CINCINNATI -- The recently remodeled Cincinnati Museum Center is going to have a new feature: The Holocaust & Humanity Center, a 7,500-square-foot exhibit dedicated to "using the lessons of the Holocaust to inspire action today."
The lobby will have a 60-foot mural with vignettes of local eyewitness stories. A theater with a 50-foot screen will show a video presentation.
"It will be narrated by a Holocaust survivor who arrived in this building in 1941 with their family after traversing 7,000 miles across Europe to escape the Nazis," executive director Sarah Weiss said.
The largest space will host the Holocaust gallery.
"This has 17 different installations that covers different aspects of the history, the progression fo events — media, art, artifacts all the way throughout," Weiss said.
The new location has a historical connection: More than 1,000 Jews who survived the Holocaust arrived at Union Terminal in the 1940s to start a new life.
"We've always thought of trains related to the Holocaust as trains of destruction, trains to death," Weiss said. "But we have the opportunity -- this duality of history -- to talk about trains to freedom and trains to the future and trains of hope."

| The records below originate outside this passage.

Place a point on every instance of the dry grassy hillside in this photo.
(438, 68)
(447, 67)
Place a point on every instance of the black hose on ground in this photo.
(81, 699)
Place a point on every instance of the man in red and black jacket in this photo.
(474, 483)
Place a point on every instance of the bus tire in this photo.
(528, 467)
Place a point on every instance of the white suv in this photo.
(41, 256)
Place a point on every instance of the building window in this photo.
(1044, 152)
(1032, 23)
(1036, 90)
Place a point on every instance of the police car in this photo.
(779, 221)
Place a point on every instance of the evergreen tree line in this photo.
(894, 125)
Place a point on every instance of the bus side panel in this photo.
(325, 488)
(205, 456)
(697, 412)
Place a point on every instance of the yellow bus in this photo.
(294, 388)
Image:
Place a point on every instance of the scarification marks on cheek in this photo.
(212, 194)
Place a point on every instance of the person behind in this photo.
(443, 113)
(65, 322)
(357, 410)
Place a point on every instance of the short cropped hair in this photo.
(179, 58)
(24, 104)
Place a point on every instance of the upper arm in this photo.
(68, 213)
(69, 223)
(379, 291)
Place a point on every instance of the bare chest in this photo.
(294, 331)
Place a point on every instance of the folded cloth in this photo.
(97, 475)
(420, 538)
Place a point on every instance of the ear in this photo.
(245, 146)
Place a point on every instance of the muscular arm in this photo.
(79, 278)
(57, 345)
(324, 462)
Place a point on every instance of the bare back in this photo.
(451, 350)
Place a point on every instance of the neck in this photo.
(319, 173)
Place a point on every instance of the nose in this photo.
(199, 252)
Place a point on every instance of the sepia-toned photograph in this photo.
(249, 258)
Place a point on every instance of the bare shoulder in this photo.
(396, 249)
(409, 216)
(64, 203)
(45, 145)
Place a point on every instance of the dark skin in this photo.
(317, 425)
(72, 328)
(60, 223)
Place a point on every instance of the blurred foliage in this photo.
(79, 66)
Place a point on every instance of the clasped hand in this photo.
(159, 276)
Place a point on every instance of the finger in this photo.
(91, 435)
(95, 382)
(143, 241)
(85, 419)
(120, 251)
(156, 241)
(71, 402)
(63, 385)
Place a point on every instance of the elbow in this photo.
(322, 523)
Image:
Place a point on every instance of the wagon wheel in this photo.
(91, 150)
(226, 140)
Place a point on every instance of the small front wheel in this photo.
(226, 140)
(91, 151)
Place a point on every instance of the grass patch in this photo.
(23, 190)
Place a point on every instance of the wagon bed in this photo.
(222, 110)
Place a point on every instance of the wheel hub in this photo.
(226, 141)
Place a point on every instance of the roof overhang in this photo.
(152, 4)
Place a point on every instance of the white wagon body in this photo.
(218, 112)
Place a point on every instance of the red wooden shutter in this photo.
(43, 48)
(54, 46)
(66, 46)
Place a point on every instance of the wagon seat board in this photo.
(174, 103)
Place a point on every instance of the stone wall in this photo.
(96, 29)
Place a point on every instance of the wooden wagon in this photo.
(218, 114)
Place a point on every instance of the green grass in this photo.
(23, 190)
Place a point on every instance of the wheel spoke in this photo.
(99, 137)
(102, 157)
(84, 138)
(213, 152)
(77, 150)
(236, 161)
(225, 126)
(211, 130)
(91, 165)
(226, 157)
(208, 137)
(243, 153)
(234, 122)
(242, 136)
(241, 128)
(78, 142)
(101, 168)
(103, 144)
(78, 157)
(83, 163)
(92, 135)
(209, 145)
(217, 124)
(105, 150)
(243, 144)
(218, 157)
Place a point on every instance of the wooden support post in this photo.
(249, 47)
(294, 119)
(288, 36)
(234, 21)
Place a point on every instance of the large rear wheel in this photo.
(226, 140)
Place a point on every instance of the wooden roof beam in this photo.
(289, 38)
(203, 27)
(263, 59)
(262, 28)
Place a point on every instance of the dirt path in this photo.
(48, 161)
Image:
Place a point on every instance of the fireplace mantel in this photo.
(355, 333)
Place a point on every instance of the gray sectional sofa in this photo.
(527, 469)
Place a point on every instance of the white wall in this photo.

The center started moving from Kenwood to the museum center Friday, which was also the 80th anniversary of Kristallnacht, "the night of broken glass," when Nazis in Germany began their campaign against the Jews.
"We know thousands of Jewish homes, synagogues, Jewish businesses were looted, destroyed," Weiss said. "As you know, it got its name because of the shattered glass that littered the streets. Thirty-thousand Jewish men were rounded up and taken to concentration camps."
The Holocaust & Humanity Center is scheduled to open Jan. 27.